地蔵というアイテムが、怪談や和風ファンタジーを連想させて、そこからSFと奇譚の間くらいに、落ち着いていると感じた。リドルストーリーっぽいのが、いい雰囲気を作っている。これも地蔵だからだと思う。

コンクールで優勝して注目を浴びたことで、奇しくも地蔵が守られたっていう展開はおもしろい。記憶っていうのが、ちょっと分からなかった。

渡邉清文「新宿ラビリンス」

駅の隠し通路は馴染みのある都市伝説である一方で、新宿の猥雑さがサイバーパンク一歩手前の雰囲気を作っていると感じた。たとえば、これが八重洲だと研究所跡みたいになりそう。

ディテールの例示が続くところ、さまよい始めてからのエピソードが浅いので、ちょっとテンションが落ちる。

雰囲気が出ていると思う。「君は」という語りが、秘密を教えている雰囲気を作り出している。

花草セレ「極彩色の砂浜」

タコが謎エクストリーム進化して、その言葉を、なんとか日本語にマッピングしました、っていう設定を、おもしろいと感じた。文章が分かりにくいんだけど、その分かりにくさを楽しむ物語だと思う。ちょっと違うけど、酉島伝法的な。

最初と最後の(…)を、私はちょっとわざとらしいなと感じてしまった。個人の感想です。

生物学的な説明をおもしろいと思った。
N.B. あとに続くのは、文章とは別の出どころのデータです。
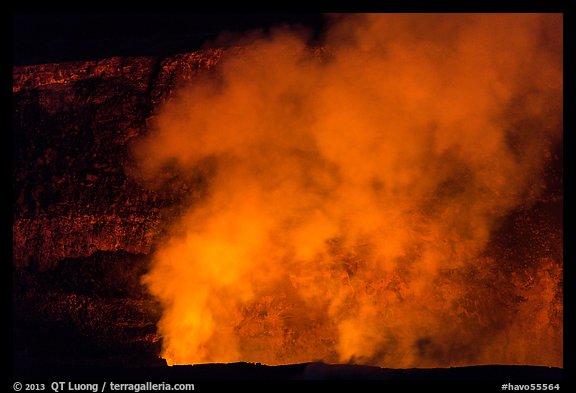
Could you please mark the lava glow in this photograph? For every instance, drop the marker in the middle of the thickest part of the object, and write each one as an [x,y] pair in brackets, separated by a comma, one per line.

お仕事小説で学びがあるのと近い感覚かも。

伊達四朗「ばいばい無尽蔵」

梅だから、ばいばいと使ってもいい、というメタ設定がいいと思う。竜のおかげで得た梅雨が家業っていう設定と、時代的な竜の位置づけがマッチしていると思う。

精緻に書かれた蔵とかが、ちょっと活きてない気がする。あと、最後何があったのかを読み取れなかった。なんというか、もったいない。

蔵はこの時代の象徴的アイテムだし、主人公の境遇だからこそ蔵を持ってる必然性があると思う。蔵に、最後のアクションにつながる何か(ヒントの日記とか、玉に触るなという警告とか)があると、話が有機的につながるかも。